In case you missed these recent headlines:

"Health Care Brokers Fight for Fees" - Washington Post

"The Debate Over Brokers' Fees" - New York Times

"Brokers Seek to Preserve Role in Health Insurance Marketplace" - Kaiser Health News

The stories - and other recent media coverage - focus on efforts underway to push back against PPACA's medical loss ratio rules. At least as far as the popular media is concerned, broker commissions are big news right now.

This is good and bad. It's good because getting more people to focus on commissions can an effective way to get them to see the value brokers provide to employers and, by extension, to workers no matter what color their collar is. It's bad because there's no guarantee that a particular story will address what brokers bring to the table - that's up to the reporter and the editor. That's where you come in.

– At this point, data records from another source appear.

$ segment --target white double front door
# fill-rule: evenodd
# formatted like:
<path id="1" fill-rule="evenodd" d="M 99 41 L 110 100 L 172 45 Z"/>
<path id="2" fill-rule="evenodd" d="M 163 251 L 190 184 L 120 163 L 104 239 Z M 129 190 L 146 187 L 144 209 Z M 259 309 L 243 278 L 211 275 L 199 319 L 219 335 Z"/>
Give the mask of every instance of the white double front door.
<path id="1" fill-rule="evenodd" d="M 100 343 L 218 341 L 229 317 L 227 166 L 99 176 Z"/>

For the first time since the law was enacted 13 months ago, we're being presented the opportunity to tell our story - to get the message out that brokers are a value-added necessity, not a cost-added luxury. Let's not pass it by.

Here are four things you can do on your own:

1. Reach out to the newspapers, magazines, radio and TV stations that serve your area. For newspapers and magazines, look for the reporter's byline and find his or her e-mail address on their website. For broadcast media, find the news director's e-mail address. Then send a short e-mail (don't call, but be sure to include your phone number in the e-mail) identifying yourself and offering to go on the record explaining health reform, as well as what brokers really do and why they're important. This establishes you as an insider and an authority on a complicated subject, and plants the idea for a story or news segment on the topic. (Obviously, it also establishes your credibility to existing clients and prospects.) Offer to put them in touch with employers (your clients - see #2) who are wrestling with health care reform.

2. Reach out to your best clients. Ask them whether they might be willing to field a call from a reporter and describe how PPACA has affected their business.

3. Take the initiative to contact business groups in your area to address health care reform at an upcoming meeting.

4. Find out who sits on your state's health exchange task force or implementation committee, and reach out to them.